Having performed the investigation, the following conclusions were drawn:

• As predicted, an increase in length resulted in an increased resistance. This can be clearly said for both wires tested. Both wires show a strong trend of a straight line, i.e. the length of the wire is shown to be directly proportional to the resistance – double the length and the resistance doubles.

• The overall resistance of the two wires seems to differ considerably. Due to the strong correlation of the results, the explanation of this is unlikely to be the method used to obtain the results. The more likely explanation would be that the first wire was actually of a larger diameter than the second one. The reason why this is the likely explanation is because resistance is known to be inversely proportional to the cross sectional area, i.e. if you increase the cross-sectional area (by increasing the diameter) then you decrease the resistance. This is because a wider wire means less likelihood of the free electrons having collisions and losing energy.

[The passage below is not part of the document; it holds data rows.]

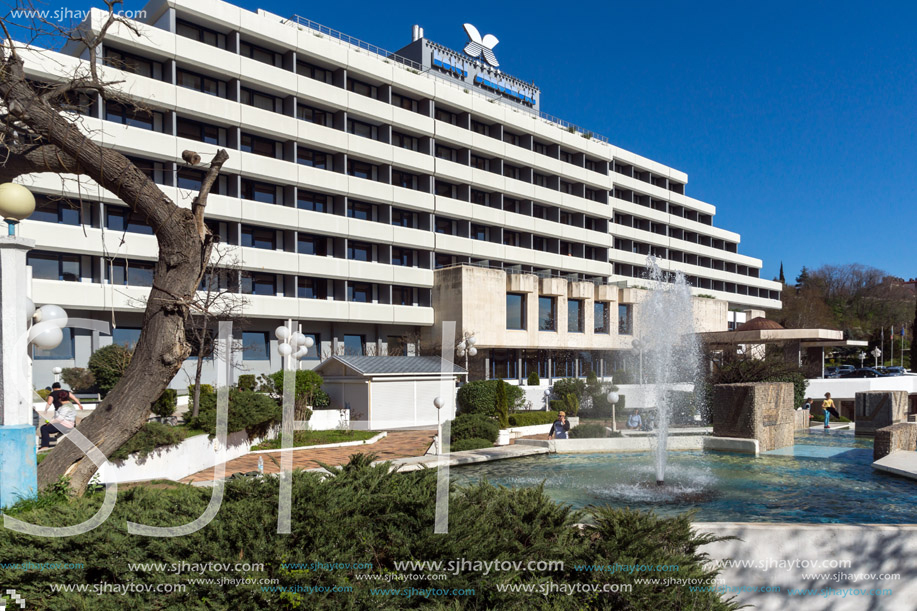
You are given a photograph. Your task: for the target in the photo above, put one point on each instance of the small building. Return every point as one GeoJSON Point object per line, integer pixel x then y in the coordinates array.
{"type": "Point", "coordinates": [391, 392]}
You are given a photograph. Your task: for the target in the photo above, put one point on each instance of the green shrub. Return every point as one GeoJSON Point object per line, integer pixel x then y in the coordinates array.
{"type": "Point", "coordinates": [474, 426]}
{"type": "Point", "coordinates": [246, 382]}
{"type": "Point", "coordinates": [475, 443]}
{"type": "Point", "coordinates": [165, 405]}
{"type": "Point", "coordinates": [151, 436]}
{"type": "Point", "coordinates": [380, 517]}
{"type": "Point", "coordinates": [108, 364]}
{"type": "Point", "coordinates": [588, 431]}
{"type": "Point", "coordinates": [78, 379]}
{"type": "Point", "coordinates": [480, 397]}
{"type": "Point", "coordinates": [532, 418]}
{"type": "Point", "coordinates": [253, 412]}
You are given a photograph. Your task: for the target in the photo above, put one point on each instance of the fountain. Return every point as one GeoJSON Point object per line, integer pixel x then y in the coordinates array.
{"type": "Point", "coordinates": [670, 351]}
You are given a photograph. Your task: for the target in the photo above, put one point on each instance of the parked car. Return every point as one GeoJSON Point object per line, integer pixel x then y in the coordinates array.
{"type": "Point", "coordinates": [865, 372]}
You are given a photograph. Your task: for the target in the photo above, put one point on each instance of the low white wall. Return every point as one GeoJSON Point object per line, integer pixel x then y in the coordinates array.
{"type": "Point", "coordinates": [175, 462]}
{"type": "Point", "coordinates": [776, 551]}
{"type": "Point", "coordinates": [329, 419]}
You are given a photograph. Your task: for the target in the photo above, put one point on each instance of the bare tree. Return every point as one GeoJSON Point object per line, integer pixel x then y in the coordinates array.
{"type": "Point", "coordinates": [39, 133]}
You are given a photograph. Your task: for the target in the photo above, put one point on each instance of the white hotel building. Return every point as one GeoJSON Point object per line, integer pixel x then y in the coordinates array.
{"type": "Point", "coordinates": [369, 196]}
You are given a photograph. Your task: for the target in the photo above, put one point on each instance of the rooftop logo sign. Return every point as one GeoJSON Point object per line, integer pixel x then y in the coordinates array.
{"type": "Point", "coordinates": [478, 46]}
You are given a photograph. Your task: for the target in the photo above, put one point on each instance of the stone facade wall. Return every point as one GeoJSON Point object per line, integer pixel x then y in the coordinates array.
{"type": "Point", "coordinates": [896, 437]}
{"type": "Point", "coordinates": [878, 409]}
{"type": "Point", "coordinates": [762, 411]}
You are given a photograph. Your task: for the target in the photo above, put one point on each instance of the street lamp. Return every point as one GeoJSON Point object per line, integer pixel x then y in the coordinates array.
{"type": "Point", "coordinates": [438, 403]}
{"type": "Point", "coordinates": [876, 353]}
{"type": "Point", "coordinates": [466, 347]}
{"type": "Point", "coordinates": [16, 203]}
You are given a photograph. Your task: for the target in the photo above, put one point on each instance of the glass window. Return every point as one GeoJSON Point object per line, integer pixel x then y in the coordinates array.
{"type": "Point", "coordinates": [125, 336]}
{"type": "Point", "coordinates": [515, 311]}
{"type": "Point", "coordinates": [316, 202]}
{"type": "Point", "coordinates": [312, 288]}
{"type": "Point", "coordinates": [547, 319]}
{"type": "Point", "coordinates": [575, 316]}
{"type": "Point", "coordinates": [625, 319]}
{"type": "Point", "coordinates": [353, 345]}
{"type": "Point", "coordinates": [255, 346]}
{"type": "Point", "coordinates": [359, 292]}
{"type": "Point", "coordinates": [64, 350]}
{"type": "Point", "coordinates": [358, 251]}
{"type": "Point", "coordinates": [601, 317]}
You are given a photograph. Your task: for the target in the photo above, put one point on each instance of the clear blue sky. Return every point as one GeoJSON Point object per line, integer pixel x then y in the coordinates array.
{"type": "Point", "coordinates": [797, 120]}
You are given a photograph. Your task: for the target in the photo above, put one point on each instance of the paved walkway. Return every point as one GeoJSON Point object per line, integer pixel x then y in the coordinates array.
{"type": "Point", "coordinates": [398, 444]}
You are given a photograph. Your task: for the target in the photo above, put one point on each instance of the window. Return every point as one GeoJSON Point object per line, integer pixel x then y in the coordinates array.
{"type": "Point", "coordinates": [601, 317]}
{"type": "Point", "coordinates": [255, 346]}
{"type": "Point", "coordinates": [406, 142]}
{"type": "Point", "coordinates": [258, 145]}
{"type": "Point", "coordinates": [312, 288]}
{"type": "Point", "coordinates": [361, 211]}
{"type": "Point", "coordinates": [259, 191]}
{"type": "Point", "coordinates": [314, 72]}
{"type": "Point", "coordinates": [404, 179]}
{"type": "Point", "coordinates": [353, 345]}
{"type": "Point", "coordinates": [53, 266]}
{"type": "Point", "coordinates": [361, 169]}
{"type": "Point", "coordinates": [259, 237]}
{"type": "Point", "coordinates": [59, 212]}
{"type": "Point", "coordinates": [195, 130]}
{"type": "Point", "coordinates": [204, 35]}
{"type": "Point", "coordinates": [515, 311]}
{"type": "Point", "coordinates": [122, 219]}
{"type": "Point", "coordinates": [259, 284]}
{"type": "Point", "coordinates": [359, 251]}
{"type": "Point", "coordinates": [199, 82]}
{"type": "Point", "coordinates": [317, 202]}
{"type": "Point", "coordinates": [134, 117]}
{"type": "Point", "coordinates": [312, 245]}
{"type": "Point", "coordinates": [403, 101]}
{"type": "Point", "coordinates": [404, 218]}
{"type": "Point", "coordinates": [257, 53]}
{"type": "Point", "coordinates": [63, 351]}
{"type": "Point", "coordinates": [575, 316]}
{"type": "Point", "coordinates": [313, 159]}
{"type": "Point", "coordinates": [402, 295]}
{"type": "Point", "coordinates": [445, 152]}
{"type": "Point", "coordinates": [365, 130]}
{"type": "Point", "coordinates": [402, 256]}
{"type": "Point", "coordinates": [125, 336]}
{"type": "Point", "coordinates": [625, 319]}
{"type": "Point", "coordinates": [360, 292]}
{"type": "Point", "coordinates": [258, 100]}
{"type": "Point", "coordinates": [547, 319]}
{"type": "Point", "coordinates": [370, 91]}
{"type": "Point", "coordinates": [314, 115]}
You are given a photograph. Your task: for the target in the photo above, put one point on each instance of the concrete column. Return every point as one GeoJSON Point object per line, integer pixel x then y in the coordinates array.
{"type": "Point", "coordinates": [18, 469]}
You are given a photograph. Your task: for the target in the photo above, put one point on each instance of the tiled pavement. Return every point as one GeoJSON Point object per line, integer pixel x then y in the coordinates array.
{"type": "Point", "coordinates": [397, 444]}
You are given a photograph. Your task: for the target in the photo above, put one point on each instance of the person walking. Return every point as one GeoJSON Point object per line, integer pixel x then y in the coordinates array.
{"type": "Point", "coordinates": [560, 427]}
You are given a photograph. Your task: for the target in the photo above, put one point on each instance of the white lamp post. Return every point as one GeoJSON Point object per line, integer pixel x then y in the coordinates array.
{"type": "Point", "coordinates": [438, 403]}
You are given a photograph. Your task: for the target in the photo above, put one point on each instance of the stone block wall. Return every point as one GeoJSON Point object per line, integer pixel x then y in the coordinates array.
{"type": "Point", "coordinates": [878, 409]}
{"type": "Point", "coordinates": [762, 411]}
{"type": "Point", "coordinates": [896, 437]}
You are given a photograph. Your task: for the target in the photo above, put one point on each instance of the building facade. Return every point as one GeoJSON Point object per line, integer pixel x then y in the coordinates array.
{"type": "Point", "coordinates": [360, 182]}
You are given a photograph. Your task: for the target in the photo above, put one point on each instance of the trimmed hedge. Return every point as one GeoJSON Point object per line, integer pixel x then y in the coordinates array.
{"type": "Point", "coordinates": [474, 426]}
{"type": "Point", "coordinates": [532, 418]}
{"type": "Point", "coordinates": [475, 443]}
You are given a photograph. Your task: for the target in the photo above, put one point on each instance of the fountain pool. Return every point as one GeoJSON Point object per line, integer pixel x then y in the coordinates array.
{"type": "Point", "coordinates": [826, 477]}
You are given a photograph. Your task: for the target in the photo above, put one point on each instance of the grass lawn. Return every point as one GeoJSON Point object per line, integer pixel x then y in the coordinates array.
{"type": "Point", "coordinates": [314, 438]}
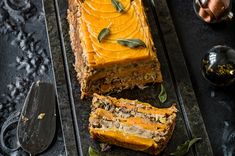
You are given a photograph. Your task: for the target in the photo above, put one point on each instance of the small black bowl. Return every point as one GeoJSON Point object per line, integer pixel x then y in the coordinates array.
{"type": "Point", "coordinates": [227, 17]}
{"type": "Point", "coordinates": [218, 66]}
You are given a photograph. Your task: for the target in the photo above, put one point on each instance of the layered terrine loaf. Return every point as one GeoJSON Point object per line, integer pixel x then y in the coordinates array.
{"type": "Point", "coordinates": [107, 66]}
{"type": "Point", "coordinates": [131, 124]}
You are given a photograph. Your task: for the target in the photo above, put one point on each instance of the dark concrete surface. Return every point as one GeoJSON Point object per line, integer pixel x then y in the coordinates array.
{"type": "Point", "coordinates": [217, 105]}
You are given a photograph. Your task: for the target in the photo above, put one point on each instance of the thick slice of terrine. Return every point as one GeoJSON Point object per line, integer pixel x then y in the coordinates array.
{"type": "Point", "coordinates": [131, 124]}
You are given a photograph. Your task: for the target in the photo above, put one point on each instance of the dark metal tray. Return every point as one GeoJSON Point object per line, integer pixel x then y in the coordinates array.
{"type": "Point", "coordinates": [178, 85]}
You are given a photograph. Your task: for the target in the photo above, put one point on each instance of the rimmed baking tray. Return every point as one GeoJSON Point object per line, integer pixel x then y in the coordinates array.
{"type": "Point", "coordinates": [177, 84]}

It is important to realise, however, that despite the fact that it would appear that the resistance of wire 2 is double that of wire 1, that does not mean that the diameter is half that of the wire 1. That is because if you halve the diameter then you decrease the area by a factor of about 3 (A = πr2)

Evaluation:

As I increased the wire length, the wire became hotter and gave off heat. I think one of the reasons why my experiment is quite accurate is because I tried to measure the wire as accurately as possible. The metre rule was labelled  onto the workbench. The wire was stretched until it was nearly in a straight line so a bit was overlapping at each end. Finally, the inside edge of the crocodile clips were placed at the appropriate point.

During my experiment; I have noticed several modifications I could make to improve on the Investigation if I was to repeat it. They are:

• To be more accurate with my results I would place the metre rule directly under the wire, so therefore it would be measured easier and therefore making the lengths more precise.

• To also improve on my results I could use a new or higher quality digital voltmeter.

• The next modification I would make would be to use pointers instead of crocodile clips to attach to the wire; I would do this because pointers would be more accurate. The pointers would be more accurate because the tips have a much smaller area than the crocodile clips giving a more accurate measurement of the length of wire.

• I would also use a newer metre rule.

• Sometimes the ammeters flicked between a decimal point, I maybe could have thought it was the wrong number and therefore would have ended up with the wrong average resistance.

• In this experiment, I did not control the room temperature but instead just assumed it was keep constant throughout my experiment; this could have made the wire get hotter and therefore making my experiment not as accurate. In future experiments I would control this variable factor and make it a constant factor.

• As well as making these modifications, I could also expand on my investigation by testing the same wire but different widths of that wire. I would do this if I had more time to complete it.